Co-author: Vibhor Kumar
Nowadays, databases are replicated across different Data Centres and regions to mitigate any data loss and provide business continuity in case of any disaster situation arising due to natural calamities or intentional/malicious attempts. Therefore, readiness to switch over/failover to another Data Centre or different regions has become one inescapable requirement. The switchover and switchback drills need to be articulated, exercised, and performed periodically to ensure the robustness to mitigate any eventualities. EDB recommends performing switchover drills periodically to ensure such readiness.
One of the prominent EDB customers has recently planned for DC - DR drill to verify their architecture to sustain any requirements of switchover or failover in case the primary site is not available for any reason.
Readiness (Pre-drill) steps before switchover
For planned switchover, we performed the below checks before the activity at OS and database level, respectively.
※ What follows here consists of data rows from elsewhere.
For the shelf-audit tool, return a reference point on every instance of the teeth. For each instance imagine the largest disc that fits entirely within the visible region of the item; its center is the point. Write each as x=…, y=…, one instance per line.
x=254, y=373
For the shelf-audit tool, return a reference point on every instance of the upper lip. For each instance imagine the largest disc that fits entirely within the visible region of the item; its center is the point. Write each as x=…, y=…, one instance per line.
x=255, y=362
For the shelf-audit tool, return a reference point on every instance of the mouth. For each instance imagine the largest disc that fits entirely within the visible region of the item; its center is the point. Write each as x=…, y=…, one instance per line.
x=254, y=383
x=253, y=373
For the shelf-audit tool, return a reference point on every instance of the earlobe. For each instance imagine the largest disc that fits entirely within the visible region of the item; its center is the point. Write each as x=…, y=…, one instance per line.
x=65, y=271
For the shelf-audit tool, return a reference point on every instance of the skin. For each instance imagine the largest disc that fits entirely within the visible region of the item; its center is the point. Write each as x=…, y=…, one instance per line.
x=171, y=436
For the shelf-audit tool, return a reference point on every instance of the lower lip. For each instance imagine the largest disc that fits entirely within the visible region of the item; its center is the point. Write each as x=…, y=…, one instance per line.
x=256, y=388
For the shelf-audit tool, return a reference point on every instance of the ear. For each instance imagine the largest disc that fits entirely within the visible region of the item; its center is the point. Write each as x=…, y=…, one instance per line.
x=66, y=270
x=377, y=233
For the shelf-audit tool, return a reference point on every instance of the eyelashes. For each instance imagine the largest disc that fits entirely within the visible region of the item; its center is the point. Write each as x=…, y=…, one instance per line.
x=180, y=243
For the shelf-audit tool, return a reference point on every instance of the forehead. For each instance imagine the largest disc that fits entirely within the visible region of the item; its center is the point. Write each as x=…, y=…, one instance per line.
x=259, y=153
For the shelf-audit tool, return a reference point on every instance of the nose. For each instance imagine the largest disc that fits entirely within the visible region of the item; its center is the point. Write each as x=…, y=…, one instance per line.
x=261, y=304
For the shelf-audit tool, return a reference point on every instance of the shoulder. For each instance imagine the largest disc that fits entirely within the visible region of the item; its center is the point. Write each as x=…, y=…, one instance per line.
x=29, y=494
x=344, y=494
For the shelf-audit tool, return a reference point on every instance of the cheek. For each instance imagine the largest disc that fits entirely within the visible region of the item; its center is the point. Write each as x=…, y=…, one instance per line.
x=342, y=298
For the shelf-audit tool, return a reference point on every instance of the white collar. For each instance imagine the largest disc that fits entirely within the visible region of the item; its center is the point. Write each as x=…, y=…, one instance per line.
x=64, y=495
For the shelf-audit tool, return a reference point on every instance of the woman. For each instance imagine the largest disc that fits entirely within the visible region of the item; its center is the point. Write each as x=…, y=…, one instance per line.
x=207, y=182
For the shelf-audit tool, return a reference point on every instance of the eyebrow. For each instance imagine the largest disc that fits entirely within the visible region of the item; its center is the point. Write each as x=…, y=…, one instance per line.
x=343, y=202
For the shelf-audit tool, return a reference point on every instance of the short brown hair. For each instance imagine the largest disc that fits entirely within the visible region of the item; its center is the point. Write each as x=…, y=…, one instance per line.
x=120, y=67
The mentioned steps would also be helpful for seamless failover if a situation arises.
OS level checks
- Verify resources allocated on all the servers are the same (For example, number of cores, RAM, swap, etc.)
- Verify OS version and kernel version on the systems are the same.
- Ensure database ports (5432 for PostgreSQL or 5444 for EDB Advanced Server) are open for system connections.
- Ensure ssh, without password (using SSL certificates), are allowed from all the systems.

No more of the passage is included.